AMA Research Challenge 2024

November 07, 2024

Virtual only, United States

Leveraging Virtual Reality in Medical Education: The Feasibility of Using Virtual Reality Simulations for Teaching Medical Students Central Venous Catheter Placement

Background Virtual Reality (VR) technology is a valuable tool for teaching procedural skills. VR allows students to develop skills in a realistic but controlled setting, and as a self-contained teaching module, could reduce instructor burden. Many researchers have explored the use of VR in educational environments and demonstrated that VR training may be comparable to traditional in-person instruction. The goal of this study was to demonstrate the feasibility of using VR technology to teach central venous catheter (CVC) insertion to medical students.
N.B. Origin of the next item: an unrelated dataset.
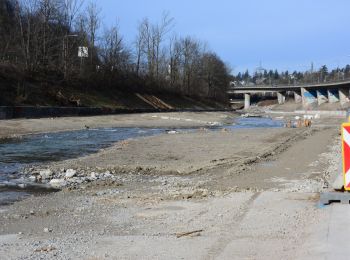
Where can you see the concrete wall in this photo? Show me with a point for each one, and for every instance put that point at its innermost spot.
(322, 96)
(333, 95)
Methods Ten fourth-year medical students were randomized into two groups: 1) standard curriculum or 2) standard curriculum plus a VR module. The standard curriculum consisted of instructional literature, a video describing CVC placement, and practice on a mannequin. All subjects completed a pre-study questionnaire which recorded their demographic data, history of VR and video game use, and self-perception of procedural ability. Participants in the VR group were assessed on CVC placement on a mannequin before and after completing the VR module. While the VR group completed the simulation, the control group was allowed to re-review the instructional material before being assessed on CVC placement. Then, all subjects completed a post-study questionnaire.

Results There were no differences in any baseline characteristics including years of clinical experience, prior CVC experience, or VR familiarity. Similarly, there were no differences in any procedural metrics, such as completion time, between groups or in the VR group crossover analysis. The VR group rated their system as significantly easier to use than the standard group rated the mannequin. Further, using a system usability scale (SUS), the VR system was found to be superior. Specifically, VR participants thought the system had well-integrated functions and was less cumbersome than the mannequin. Lastly, the VR group matched the standard group regarding improved comfort with placing a central line. Both groups rated their comfort significantly higher on the post-survey compared to the pre-survey.

Conclusion In conclusion, an instructional VR module can be a valuable addition for teaching CVC placement at the medical student level. The VR system ranked higher on the SUS compared to the mannequin, in fact, its score was slightly better than that of an inhaler as defined by previous literature. Medical students thought that the VR was easy to use, had streamlined functionality, was less cumbersome than a mannequin and improved their comfort placing a CVC.